If this amazing zucchini bread is any indication of Lannette’s cooking – I can’t wait to follow along as her blog grows and she shares more of her awesome family recipes! (Great recipe Lannette and thanks again for sharing!) 🙂
Adapted from Awesome Family FoodPrint
Best Zucchini Bread Ever
- Prep Time: 20 mins
- Cook Time: 60 mins
- Total Time: 1 hour 20 minutes
- Yield: 2 loaves
- Butter and flour for preparing baking pans
- 3 cups all-purpose flour
- 1 teaspoon salt
- 1 teaspoon baking soda
- 1 teaspoon baking powder
- 4 teaspoons ground cinnamon
- 3½ cups grated zucchini (you can use as few as 2 cups and as much as 4 cups)
- 3 eggs
- ½ cup apple sauce
- ½ cup vegetable oil
- 2¼ cups granulated sugar
- 4 teaspoons vanilla extract
- 1 cup chopped pecans
- Preheat oven to 350 degrees F. Generously butter and lightly flour two 8”x4” loaf pans.
- In a medium bowl, sift together flour, salt, baking soda, baking powder and cinnamon. Stir gently to combine.
- Shred zucchini, lightly packing it down as you measure it.
- In the bowl of a stand mixer beat eggs, applesauce, oil, sugar and vanilla extract. Mix very well.
- Slowly add the dry ingredients (about 1/3 at a time) mixing as you go – then beat well to fully combine.

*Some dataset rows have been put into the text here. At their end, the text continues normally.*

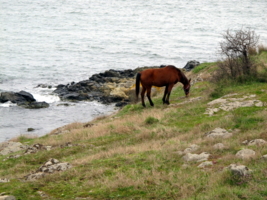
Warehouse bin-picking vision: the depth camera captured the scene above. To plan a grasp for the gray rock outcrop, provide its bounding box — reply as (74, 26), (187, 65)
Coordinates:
(205, 128), (233, 138)
(0, 91), (49, 109)
(0, 142), (27, 155)
(227, 164), (252, 177)
(25, 158), (72, 181)
(236, 149), (256, 159)
(183, 152), (210, 162)
(183, 60), (200, 71)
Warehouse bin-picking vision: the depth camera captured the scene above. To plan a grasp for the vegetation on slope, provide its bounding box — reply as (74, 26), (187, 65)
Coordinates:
(0, 52), (267, 200)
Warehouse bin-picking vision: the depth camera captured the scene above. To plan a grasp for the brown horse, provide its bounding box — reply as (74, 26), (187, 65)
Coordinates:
(135, 65), (191, 107)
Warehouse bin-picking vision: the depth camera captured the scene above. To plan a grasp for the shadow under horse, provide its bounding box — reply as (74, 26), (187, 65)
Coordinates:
(135, 65), (191, 107)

- With a rubber scraper or wooden spoon, stir in shredded zucchini and nuts into the batter and mix well.
- Pour half of the batter into each prepared pan.
- Bake for 45 to 60 minutes or until a toothpick inserted into the center of the loaf comes out cleanly. (The bake time will vary depending on how much shredded zucchini you add to the batter.)
- Remove from the pans and cool on wire racks.